Sensor to Gateway protocol documentation?



  • Is there any documentation on the communications protocol used between the sensors and a gateway?

    That is, messages, typical flow (eg. request/response), etc?

    Or do I have to figure out the protocol by reading the code that implements this?

    Reason I ask is that I want to eliminate the need for a separate Arduino-based gateway between the sensors and my Raspberry Pi 2. It seems silly to have an extra piece of hardware in the middle (more to go wrong and more latency), when you can easily connect a NRF24L01+ to a rPi. Don't want a full-blown controller....just a gateway that talks MQTT on the back end.

    Basically what I want is an ESP8266 Wifi MQTT gateway, but running on an rPi, not an ESP8266.

    I'm willing to write such a gateway for the rPi (likely in Python). Having the specs for the sensor to gateway protocol would go a long way to making that happen.

    Thanks!


  • Hardware Contributor



  • Thanks...but that is not what I'm looking for. The document you mentioned (Serial API) I was aware of. This documents the protocol/messages between the Gateway and the Controller over a serial connection.
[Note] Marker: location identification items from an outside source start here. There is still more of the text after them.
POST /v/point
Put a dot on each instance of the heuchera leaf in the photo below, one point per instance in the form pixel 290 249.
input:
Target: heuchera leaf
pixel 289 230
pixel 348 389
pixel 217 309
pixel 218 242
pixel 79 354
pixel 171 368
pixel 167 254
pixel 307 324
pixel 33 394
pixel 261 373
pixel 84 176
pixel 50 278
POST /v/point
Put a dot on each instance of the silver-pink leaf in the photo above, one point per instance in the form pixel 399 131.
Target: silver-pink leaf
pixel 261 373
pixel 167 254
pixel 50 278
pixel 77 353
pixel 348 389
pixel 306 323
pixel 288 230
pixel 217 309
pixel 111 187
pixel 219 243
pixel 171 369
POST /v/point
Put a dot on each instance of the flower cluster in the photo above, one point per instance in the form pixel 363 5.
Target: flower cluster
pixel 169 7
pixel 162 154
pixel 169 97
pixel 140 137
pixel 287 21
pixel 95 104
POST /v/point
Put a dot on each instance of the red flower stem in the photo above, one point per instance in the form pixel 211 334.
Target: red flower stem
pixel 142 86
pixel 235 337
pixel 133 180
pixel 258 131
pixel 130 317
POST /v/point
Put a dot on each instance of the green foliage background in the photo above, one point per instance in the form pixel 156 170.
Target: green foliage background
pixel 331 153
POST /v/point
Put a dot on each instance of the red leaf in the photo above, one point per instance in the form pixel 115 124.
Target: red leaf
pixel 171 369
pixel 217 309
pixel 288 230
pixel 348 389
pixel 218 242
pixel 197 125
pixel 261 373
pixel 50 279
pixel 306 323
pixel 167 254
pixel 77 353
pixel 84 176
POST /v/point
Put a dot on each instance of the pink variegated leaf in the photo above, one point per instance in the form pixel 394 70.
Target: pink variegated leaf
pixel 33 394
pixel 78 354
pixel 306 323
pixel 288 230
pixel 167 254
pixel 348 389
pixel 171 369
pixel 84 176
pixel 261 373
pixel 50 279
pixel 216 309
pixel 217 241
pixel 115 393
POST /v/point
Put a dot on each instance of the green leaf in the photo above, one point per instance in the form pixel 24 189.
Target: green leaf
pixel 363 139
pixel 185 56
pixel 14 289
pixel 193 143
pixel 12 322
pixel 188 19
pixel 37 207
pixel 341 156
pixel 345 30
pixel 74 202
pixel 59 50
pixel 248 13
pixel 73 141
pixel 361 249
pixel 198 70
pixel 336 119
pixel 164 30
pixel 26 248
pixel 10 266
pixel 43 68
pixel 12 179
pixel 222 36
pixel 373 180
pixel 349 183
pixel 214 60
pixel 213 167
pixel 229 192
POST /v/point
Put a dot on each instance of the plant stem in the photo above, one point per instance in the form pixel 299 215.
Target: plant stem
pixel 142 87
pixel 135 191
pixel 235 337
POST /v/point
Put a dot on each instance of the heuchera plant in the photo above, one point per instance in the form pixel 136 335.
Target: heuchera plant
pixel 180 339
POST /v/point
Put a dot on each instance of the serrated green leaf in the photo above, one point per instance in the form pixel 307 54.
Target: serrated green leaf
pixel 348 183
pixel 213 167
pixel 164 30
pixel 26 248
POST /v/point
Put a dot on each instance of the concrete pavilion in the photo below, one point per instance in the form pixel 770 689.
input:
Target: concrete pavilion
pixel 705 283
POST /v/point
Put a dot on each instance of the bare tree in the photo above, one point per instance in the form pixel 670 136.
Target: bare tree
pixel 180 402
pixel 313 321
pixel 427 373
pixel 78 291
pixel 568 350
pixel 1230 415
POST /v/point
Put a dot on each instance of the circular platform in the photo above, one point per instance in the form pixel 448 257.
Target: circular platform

    What I am looking for is are the message definitions and protocols for sensor to Gateway communications!

    Looking like I'll have to reverse engineer this from the code. <sigh>


  • Hardware Contributor

    I'm curious why you're against having a gateway. One of the good reasons to use one is that the RPI is not a real time OS and has a non-trivial chance of losing radio messages since the process to read from the radio may or may not be running while the messages come in. The more applications you start on the pi, the more likely you'll be too lose messages which will be frustrating and hard to debug, especially since it will be intermittent. A gateway is a cheap, easy way to avoid this.

    If you read the docs http://www.mysensors.org/download/sensor_api_15, the library API is the MyMessage class. The class is the protocol. For an example (using v1.5), look at MySensor::sendWrite() and you'll see it calls radio.send( &message, ... ) so it's sending the message class as the data over the radio link.


  • Admin

    @chaeron said:

    Looking like I'll have to reverse engineer this from the code. <sigh>

    Yeah, you probably have to look into the process() code to get deeper knowledge on how req-id/find-parent works in detail. Code is documentation ;)



  • "Code is documentation"?

    Interesting concept....extremely rarely found in the wild.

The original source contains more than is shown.